This repository introduces H-VLI (Hate via Vision-Language Interplay), a benchmark dataset specifically curated to decipher "semantic intent shifts" in multimodal hate speech, where toxicity often emerges from the subtle interplay between benign modalities. Alongside the dataset, we provide the official implementation of ARCADE (Asymmetric Reasoning via Courtroom Agent DEbate), a hierarchical courtroom framework designed to scrutinize these complex cross-modal interactions and uncover latent hateful intents.
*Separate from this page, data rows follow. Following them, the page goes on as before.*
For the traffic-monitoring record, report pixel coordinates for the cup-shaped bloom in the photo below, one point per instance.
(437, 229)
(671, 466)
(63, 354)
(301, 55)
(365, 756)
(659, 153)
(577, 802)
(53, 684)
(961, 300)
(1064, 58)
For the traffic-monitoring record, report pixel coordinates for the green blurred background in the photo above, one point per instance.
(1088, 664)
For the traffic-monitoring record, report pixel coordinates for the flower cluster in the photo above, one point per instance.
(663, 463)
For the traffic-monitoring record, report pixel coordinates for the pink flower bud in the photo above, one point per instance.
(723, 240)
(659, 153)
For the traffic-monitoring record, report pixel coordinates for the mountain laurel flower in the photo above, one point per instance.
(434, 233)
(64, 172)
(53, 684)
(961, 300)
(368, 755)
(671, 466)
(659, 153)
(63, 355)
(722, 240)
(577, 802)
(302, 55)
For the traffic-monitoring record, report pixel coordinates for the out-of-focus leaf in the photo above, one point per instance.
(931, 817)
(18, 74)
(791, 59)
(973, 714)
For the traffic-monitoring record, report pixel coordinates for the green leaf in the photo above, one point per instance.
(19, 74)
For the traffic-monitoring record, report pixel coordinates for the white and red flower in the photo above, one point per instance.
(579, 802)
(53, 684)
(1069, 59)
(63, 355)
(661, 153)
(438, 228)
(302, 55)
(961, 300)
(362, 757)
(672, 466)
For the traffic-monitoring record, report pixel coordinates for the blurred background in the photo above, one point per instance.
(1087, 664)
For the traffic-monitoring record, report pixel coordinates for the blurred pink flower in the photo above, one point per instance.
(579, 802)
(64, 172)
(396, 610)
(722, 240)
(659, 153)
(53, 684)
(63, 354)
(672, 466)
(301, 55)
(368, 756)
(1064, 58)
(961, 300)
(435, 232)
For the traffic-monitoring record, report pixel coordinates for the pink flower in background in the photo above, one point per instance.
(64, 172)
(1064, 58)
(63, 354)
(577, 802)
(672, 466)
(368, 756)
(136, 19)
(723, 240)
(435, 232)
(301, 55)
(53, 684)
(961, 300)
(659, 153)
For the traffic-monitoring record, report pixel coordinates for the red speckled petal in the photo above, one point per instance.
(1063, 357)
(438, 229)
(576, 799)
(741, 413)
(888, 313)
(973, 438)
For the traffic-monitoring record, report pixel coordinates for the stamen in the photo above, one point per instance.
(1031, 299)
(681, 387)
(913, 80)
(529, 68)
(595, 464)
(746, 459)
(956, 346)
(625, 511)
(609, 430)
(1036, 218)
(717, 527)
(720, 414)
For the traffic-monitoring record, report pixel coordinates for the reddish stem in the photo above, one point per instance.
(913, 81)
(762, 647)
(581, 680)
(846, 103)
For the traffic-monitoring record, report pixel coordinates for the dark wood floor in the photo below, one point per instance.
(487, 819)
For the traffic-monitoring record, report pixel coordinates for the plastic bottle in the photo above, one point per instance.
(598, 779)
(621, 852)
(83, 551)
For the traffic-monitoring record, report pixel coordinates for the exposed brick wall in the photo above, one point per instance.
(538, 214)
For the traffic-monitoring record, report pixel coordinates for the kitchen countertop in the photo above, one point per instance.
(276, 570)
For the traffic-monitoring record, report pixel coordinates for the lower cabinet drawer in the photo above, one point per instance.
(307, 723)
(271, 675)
- [2026-04-06]: Our paper has been accepted by ACL 2026 Findings! 🎉
To run the experiments, please download the images for the respective datasets and place them in the following directory structure:
- FHM Images: Download from Kaggle.
- MMHS150K Images: Download from the official site.
- H-VLI Images: Download from Google Drive.
The standard train/test splits for the H-VLI benchmark are provided in the data/ directory (train_set.json and test_set.json).
Organize the downloaded images as follows:
imgs/
├── FHM/ # .jpg files from Facebook Hateful Meme
├── MMHS150K/ # .jpg files from MMHS150K
└── H-VLI_images/ # .jpg files from H-VLI
Motivated by the evolution of hate speech from plain text to complex multimodal expressions, traditional binary detection often fails to identify implicit attacks. To address this, the H-VLI (Hate via Vision-Language Interplay) mechanism focuses on capturing "semantic intent shifts." Within this framework, uni-modal annotations are interpreted in isolation, where an individual text or image might appear entirely benign or overtly toxic. However, through intricate inter-modality interaction, these modalities combine to create a semantic shift—either constructing implicit hate from benign unimodal cues or neutralizing apparent toxicity through semantic inversion.
Figure 1: Typical examples of "Implicit Hate" in H-VLI, where toxicity emerges solely from the interplay between benign-looking text and images.
To strictly correspond with the H-VLI mechanism, the benchmark dataset is constructed using a hybrid pipeline of consensus filtering, generative injection, and human-in-the-loop annotation. This guarantees a high density of challenging multimodal samples where the true intent fundamentally hinges on the intricate interplay of modalities rather than relying on isolated visual or textual slurs.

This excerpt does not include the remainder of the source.